Q To sum up, what are the biggest challenges in the UAE when it comes to elevating the IT industry to the next level?

Ahmad Almulla: The biggest challenge is the balance between getting the technology out there, the cost of that technology and the business benefits you can deploy as a result. Each CEO has a different way of defining whether the IT department is efficient or not. In the UAE we have access to all the technologies, and all provider companies are present here. The level of IT maturity in the UAE is quite high, if not the highest in the region. I have colleagues elsewhere in Saudi Arabia, Kuwait, and they are nowhere close. The growth that has happened in this region has posed more challenges.

IT departments should be seen as having a business role rather than just a technology role. I sit on the board and there is a big difference now as before I didn't sit as part of the executive committee. Now I am in the loop with a business perspective, so we talk about IT in business terms.

Thameem Rizvon: From my perspective, business alignment with IT is a significant challenge. In the UAE and the wider region you have very mature businesses, but sometimes you have individuals driving technology in a different way. As a CIO if you start talking too technically to business managers they don't understand or participate, and that is a recipe for failure. So the challenge is to align technology at every single step with business.

The business segment does not worry what technology we're on, as long as we provide results.So as long as we are agile and we align IT with business we will be successful. There are businesses with different levels of maturity. What we need to do today is learn from others. If someone has done it well here, there's no need to change it. That's why we need this platform.

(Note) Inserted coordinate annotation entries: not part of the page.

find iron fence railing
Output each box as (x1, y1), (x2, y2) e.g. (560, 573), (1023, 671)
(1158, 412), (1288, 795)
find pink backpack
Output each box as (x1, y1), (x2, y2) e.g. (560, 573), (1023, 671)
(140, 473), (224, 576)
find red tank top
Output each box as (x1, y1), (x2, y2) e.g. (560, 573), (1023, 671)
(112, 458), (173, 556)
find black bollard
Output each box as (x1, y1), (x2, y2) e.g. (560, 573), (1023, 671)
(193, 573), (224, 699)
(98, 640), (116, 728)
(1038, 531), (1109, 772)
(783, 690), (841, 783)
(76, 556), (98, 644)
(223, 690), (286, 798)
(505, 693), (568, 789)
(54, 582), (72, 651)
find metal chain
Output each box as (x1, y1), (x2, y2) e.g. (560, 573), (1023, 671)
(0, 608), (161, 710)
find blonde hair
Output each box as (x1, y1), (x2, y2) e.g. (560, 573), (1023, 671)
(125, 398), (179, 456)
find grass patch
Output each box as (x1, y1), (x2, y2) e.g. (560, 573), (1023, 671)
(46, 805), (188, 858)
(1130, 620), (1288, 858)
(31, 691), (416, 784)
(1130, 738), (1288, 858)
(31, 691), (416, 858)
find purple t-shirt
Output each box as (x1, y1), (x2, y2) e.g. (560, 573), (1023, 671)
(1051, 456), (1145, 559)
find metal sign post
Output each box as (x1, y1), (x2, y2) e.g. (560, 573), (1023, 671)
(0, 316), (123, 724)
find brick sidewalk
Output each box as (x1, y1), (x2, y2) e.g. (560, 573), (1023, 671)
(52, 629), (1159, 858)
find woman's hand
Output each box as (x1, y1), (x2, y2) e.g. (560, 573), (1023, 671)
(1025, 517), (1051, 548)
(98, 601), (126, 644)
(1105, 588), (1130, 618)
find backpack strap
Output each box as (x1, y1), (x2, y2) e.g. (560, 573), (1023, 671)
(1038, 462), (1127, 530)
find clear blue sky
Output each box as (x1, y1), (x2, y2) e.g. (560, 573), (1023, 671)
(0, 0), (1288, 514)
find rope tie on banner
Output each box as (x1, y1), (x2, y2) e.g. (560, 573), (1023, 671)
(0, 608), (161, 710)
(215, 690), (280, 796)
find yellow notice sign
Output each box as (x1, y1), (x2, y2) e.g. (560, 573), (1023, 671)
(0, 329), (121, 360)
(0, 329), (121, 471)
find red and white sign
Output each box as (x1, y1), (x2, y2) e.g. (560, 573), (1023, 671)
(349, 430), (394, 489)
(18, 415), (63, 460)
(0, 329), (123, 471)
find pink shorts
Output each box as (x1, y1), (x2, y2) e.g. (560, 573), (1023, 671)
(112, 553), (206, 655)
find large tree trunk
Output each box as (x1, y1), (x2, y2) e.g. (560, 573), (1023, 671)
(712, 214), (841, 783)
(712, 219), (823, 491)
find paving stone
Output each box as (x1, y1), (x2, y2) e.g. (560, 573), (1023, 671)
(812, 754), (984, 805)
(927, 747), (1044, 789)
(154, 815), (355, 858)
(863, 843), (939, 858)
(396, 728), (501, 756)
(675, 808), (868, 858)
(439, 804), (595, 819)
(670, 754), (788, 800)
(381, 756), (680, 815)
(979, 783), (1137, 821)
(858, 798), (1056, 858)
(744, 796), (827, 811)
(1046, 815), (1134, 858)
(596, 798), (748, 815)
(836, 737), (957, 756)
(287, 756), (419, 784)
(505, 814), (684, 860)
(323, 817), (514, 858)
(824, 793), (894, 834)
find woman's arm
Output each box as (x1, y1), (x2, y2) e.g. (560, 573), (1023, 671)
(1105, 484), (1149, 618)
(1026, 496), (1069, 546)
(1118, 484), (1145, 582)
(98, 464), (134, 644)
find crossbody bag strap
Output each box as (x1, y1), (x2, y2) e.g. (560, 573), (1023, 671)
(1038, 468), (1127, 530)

Bassem Aboukhater: The UAE should benchmark against the world rather than the region. This could be an opportunity to jump-start the economy. We keep going back to bandwidth and infrastructure provided by telcos and the government. Why are we so much more expensive than Scandinavia, Singapore, Japan, US, and Canada? Why can't we compete with those countries rather than competing with Qatar and SaudiArabia, etc? This is an opportunity to step back and look at the bigger picture. Maybe local telcos might not make as much money, but think about how many businesses you can enable if you start being competitive on a global scale. We need to be and be seen as Chief Innovation Officers as opposed to just Chief Information Officers.

Ramesh Cidambi: I support what Bassem says in terms ofthose significant costs. For a group like us, the challenge is to lift the discourse and try and get a seat at the table in a management sense and not be seen only as technical people. So it's a soft challenge, not a technology issue as such. How do people looking after this particular function come to be considered management professionals? That's a challenge we need to address and be true CIOs in that sense. It is mixed in Dubai — some are on the board some aren't. Abu Dhabi is not even at that level yet. I sat on the executive committee but it isn't common. The CFO traditionally has a seat on the board, marketing and sales have seat on the board, HR has a seat on the board. We need to get senior IT professionals in there.